La lectura de un libro, bien elegido, es una forma de emboscarse y retraerse ante lo demasiado visto y conocido
Para los que no quieran ser arrastrados por la oleada de celebraciones y ritos en estos días del año, hay una posibilidad de resistencia. Pero es tanta la presión social que incluso a los que buscan oponerse, les cuesta encontrar un refugio, inventarse un espacio, al que no lleguen ruidos y compromisos. Sin embargo, existe ese medio que facilita crear un mundo aparte. Es un recurso conocido, pero conviene volver a recordarlo: el libro-río, es decir, el que exige una lectura extensa y absorbente. Frente al libro-jornada que se consume con el día, el libro-río debe atrapar con tal voracidad que mantenga, página tras página, intrigado al lector a lo largo de varias semanas.
Jünger, en un lúcido ensayo, se valió de la figura del emboscado para describir a un tipo de personaje que se construye, aislado, una guarida simbólica para resistir las modernas asechanzas uniformadoras. La lectura de un libro, bien elegido, es una forma de emboscarse y retraerse ante lo demasiado visto y conocido.
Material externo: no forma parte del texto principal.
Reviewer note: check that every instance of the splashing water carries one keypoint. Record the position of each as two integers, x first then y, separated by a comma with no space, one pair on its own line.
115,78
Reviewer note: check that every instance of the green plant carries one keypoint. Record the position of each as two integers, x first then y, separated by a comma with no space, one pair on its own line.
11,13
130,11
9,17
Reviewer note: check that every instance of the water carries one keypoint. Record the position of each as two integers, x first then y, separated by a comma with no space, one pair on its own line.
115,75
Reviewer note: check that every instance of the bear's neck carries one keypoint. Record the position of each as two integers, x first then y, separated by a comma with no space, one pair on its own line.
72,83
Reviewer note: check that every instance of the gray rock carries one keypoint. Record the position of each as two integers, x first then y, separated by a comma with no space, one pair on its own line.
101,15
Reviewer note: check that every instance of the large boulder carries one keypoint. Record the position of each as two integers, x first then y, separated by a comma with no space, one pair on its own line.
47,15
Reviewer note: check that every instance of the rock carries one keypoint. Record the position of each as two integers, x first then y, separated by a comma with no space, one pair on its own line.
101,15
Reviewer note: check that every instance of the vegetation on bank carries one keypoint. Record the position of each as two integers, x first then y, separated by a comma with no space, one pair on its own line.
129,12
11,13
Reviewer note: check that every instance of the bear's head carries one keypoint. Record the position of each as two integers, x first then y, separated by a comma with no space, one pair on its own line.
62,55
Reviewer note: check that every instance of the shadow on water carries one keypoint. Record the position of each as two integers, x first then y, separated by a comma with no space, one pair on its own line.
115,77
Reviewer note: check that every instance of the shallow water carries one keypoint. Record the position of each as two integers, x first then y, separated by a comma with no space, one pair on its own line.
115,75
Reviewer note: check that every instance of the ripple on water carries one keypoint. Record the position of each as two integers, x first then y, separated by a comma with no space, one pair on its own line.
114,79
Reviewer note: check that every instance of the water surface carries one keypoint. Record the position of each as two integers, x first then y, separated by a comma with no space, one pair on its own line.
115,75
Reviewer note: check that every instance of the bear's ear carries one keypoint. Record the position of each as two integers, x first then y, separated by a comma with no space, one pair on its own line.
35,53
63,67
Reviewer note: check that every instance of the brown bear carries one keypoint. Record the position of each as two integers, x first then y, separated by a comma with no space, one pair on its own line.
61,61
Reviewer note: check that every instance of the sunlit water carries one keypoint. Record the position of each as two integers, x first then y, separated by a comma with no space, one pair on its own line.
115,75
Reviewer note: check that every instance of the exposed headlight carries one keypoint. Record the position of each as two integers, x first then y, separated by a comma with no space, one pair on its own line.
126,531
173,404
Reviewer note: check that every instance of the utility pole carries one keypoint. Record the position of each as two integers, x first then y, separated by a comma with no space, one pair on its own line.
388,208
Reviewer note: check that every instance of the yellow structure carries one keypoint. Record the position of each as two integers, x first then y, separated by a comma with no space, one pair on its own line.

El misterio y poder que entraña la lectura reside en su capacidad para trasladarnos a otros mundos, ajenos y lejanos, y vivirlos, en la imaginación, con la misma credulidad con que se vive el propio. Pero en ese viaje, realizado en la libertad de la intimidad, al ir leyendo no sólo se experimentan otras vidas (que todos deseamos conocer), también permiten regresar más tarde con distinto ánimo crítico al quehacer cotidiano de siempre. Por eso es aconsejable que el libro-río obligue, con su fluencia literaria, a desplazarse a otras épocas y a otros parajes. Aventurarse por otros destinos y conocimientos es la clave liberadora que procura la lectura: un yo, prisionero en un entorno repetitivo, rompe ataduras para expandirse por otros horizontes.
Por eso, un primer gesto para que esa liberación sea efectiva, exige al lector encontrar por sí mismo el libro que encierre tal potencial transformador. Para ello hay que tantear, husmear, pasear por librerías y bibliotecas hasta que surge el libro-cómplice capaz de entusiasmar semanas tras semanas. Pero, por si acaso, no surge de inmediato, aquí hay algunas recomendaciones que, aunque ya muy conocidas encierran siempre valiosísimos tesoros: Fortunata y Jacinta, de Pérez Galdós, Memorias de un hombre de acción, de Pío Baroja, y si quieren indagar aún más en el pasado, comprueben cómo en La Celestina o en el Guzmán de Alfarache, de Mateo Alemán, pululaban los mismos pícaros -aunque con otro estilo- que llenan las páginas de nuestra actualidad.